I placed the wine bottles in small paper bags, and I wheeled over a shopping cart to load up the cases of beer and bags of ice. I followed him outside and asked where he was parked. “It’s that big beast way back there” he said as he directed me to a monstrous RV at the far reaches of the empty parking lot. I wheeled the buggy around to the door and he asked if I would bring the beer in for him and ice it down.
I will stop there to explain how this was not the least bit threatening to me to the city dwellers. I am and was what some referred to a “Corn Fed Country Boy’. I am not a large imposing man but I was already a full-grown man at this time at least in body if not in mind. I am not a formidable man but I am certainly not the type that would be viewed as a man who is going to be victimized by anyone. Throw in some naive school boys wits and you have a situation where I thought it was odd that I was asked to come into his RV and perform these tasks but I didn’t feel threaten or apprehensive in the least.

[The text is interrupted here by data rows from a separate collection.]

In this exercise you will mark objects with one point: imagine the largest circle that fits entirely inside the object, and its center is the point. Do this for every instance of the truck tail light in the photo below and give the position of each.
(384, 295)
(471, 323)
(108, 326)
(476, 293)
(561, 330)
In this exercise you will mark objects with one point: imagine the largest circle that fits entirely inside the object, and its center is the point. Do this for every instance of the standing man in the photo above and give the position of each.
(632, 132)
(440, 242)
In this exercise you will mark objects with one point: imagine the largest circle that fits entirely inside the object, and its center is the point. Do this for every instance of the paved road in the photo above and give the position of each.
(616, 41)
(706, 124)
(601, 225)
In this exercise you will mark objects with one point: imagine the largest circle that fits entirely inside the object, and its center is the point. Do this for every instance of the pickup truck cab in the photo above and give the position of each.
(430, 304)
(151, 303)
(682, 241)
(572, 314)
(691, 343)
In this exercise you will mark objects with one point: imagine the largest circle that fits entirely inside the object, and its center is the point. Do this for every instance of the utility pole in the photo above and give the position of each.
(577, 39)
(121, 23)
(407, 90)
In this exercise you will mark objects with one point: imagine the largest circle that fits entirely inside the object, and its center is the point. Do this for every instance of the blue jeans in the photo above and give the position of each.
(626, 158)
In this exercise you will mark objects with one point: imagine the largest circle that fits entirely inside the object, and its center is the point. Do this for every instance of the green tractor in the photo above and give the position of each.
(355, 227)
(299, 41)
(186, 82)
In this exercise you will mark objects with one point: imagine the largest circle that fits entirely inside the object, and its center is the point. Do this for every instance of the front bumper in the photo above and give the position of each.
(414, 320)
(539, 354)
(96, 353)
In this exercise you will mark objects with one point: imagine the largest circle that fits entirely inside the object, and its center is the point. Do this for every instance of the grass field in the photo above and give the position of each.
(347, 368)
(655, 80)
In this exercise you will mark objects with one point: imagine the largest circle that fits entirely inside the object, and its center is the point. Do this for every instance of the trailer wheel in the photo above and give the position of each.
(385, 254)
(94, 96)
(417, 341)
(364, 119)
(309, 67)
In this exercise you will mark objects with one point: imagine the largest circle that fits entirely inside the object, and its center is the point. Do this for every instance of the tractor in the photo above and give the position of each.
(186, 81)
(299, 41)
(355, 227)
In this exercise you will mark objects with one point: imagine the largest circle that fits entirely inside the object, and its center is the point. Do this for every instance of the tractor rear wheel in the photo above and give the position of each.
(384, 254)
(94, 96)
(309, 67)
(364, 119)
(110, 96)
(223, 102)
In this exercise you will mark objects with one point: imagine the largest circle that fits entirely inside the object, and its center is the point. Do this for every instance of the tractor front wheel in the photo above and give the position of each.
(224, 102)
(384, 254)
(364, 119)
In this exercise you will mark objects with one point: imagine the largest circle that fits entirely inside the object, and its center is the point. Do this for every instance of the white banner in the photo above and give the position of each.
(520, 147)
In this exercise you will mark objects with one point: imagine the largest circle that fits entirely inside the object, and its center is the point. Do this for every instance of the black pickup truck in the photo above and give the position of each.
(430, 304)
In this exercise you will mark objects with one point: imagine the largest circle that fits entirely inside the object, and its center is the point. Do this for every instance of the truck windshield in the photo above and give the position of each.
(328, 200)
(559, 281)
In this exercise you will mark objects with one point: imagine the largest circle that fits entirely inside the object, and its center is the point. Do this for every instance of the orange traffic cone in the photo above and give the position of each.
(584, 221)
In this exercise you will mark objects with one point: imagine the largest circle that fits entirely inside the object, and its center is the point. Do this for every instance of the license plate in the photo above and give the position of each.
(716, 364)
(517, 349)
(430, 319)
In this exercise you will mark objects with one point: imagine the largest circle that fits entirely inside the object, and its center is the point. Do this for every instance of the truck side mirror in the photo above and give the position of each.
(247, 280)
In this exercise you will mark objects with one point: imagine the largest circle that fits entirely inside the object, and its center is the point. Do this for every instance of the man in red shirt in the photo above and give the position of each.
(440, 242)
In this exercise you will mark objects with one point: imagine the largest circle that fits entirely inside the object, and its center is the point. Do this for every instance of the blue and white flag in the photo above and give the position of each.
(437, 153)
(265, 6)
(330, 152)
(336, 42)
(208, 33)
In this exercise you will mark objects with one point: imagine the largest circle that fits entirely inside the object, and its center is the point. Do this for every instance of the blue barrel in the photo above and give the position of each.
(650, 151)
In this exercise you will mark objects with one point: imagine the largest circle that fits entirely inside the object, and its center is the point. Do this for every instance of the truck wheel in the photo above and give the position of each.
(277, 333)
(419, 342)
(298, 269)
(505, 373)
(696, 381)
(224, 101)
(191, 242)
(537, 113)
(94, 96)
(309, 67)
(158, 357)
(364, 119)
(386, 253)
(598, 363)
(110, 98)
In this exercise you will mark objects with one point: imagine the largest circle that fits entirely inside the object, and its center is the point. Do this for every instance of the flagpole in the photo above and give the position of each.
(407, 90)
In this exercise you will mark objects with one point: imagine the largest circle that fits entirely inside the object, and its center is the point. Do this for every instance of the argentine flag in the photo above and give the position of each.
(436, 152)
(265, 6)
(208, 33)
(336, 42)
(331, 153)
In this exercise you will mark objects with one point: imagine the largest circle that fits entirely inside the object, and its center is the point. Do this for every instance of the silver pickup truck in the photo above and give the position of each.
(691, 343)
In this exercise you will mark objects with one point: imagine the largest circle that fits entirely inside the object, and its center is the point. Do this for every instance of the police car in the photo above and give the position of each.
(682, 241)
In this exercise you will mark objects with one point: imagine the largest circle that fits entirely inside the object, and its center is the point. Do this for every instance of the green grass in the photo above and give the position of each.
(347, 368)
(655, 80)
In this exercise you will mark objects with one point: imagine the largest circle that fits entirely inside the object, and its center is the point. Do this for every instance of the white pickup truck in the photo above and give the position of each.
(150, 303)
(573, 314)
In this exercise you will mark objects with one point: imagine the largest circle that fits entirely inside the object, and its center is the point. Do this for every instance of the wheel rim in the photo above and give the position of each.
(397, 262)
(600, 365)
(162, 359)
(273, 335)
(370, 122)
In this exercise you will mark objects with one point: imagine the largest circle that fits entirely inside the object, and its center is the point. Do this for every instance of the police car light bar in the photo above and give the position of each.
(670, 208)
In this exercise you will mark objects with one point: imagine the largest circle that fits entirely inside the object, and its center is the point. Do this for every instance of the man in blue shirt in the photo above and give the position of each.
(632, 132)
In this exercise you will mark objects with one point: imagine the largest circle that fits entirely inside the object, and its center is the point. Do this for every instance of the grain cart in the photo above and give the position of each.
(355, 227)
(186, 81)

I grabbed a case of beer in each hand and walked up the steps into his home on wheels. The first thing I should have noticed was the kick-ass décor, the Jim Morrison picture or even the Depeche Mode playing on the sound system. But the thing I noticed was the young lady sitting at the table looking over a jigsaw puzzle. I would guess she was 19 or 20, 21 at the most. I barely had time to picture what this man and his daughter were doing on the road with so much beer, before she stood up to kiss him. The way he cupped her ass immediately informed me this was NOT his child. We made small talk as I unpacked the beer into his ice chests. He told me he was just cruising the country to see the sights. It wasn’t that he was trying to find himself. He had “found himself a long time ago, and now he was just traveling around to lose himself again.” The young woman he’d met at a truck stop in Idaho about 7 months prior. Since then, they had been traveling around the Great Lakes before making their way South. They had ended up in Texas not because there was any real reason to be there, but because it had seemed like a good idea at the time.
Even as I get older, this chance meeting with someone whose name I either can’t remember or never knew to begin with, still lingers. That sense of personal freedom has always stuck with me. The idea that if you don’t belong where you are, you can just drive until you find your place somewhere else. The idea that a loss of hair doesn’t mean a loss of vitality. And of course, the idea that old guys can still get hot women, as long as their RV is big enough.
After I had finished icing down his beer, he shook my hand and gave me a twenty. I told him and his girl to have a Merry Christmas and Happy New Year, just as I had told dozens of customers. The only difference was when I said it to them …I meant it. If this is a dirty old man, then I think I wouldn’t mind being one.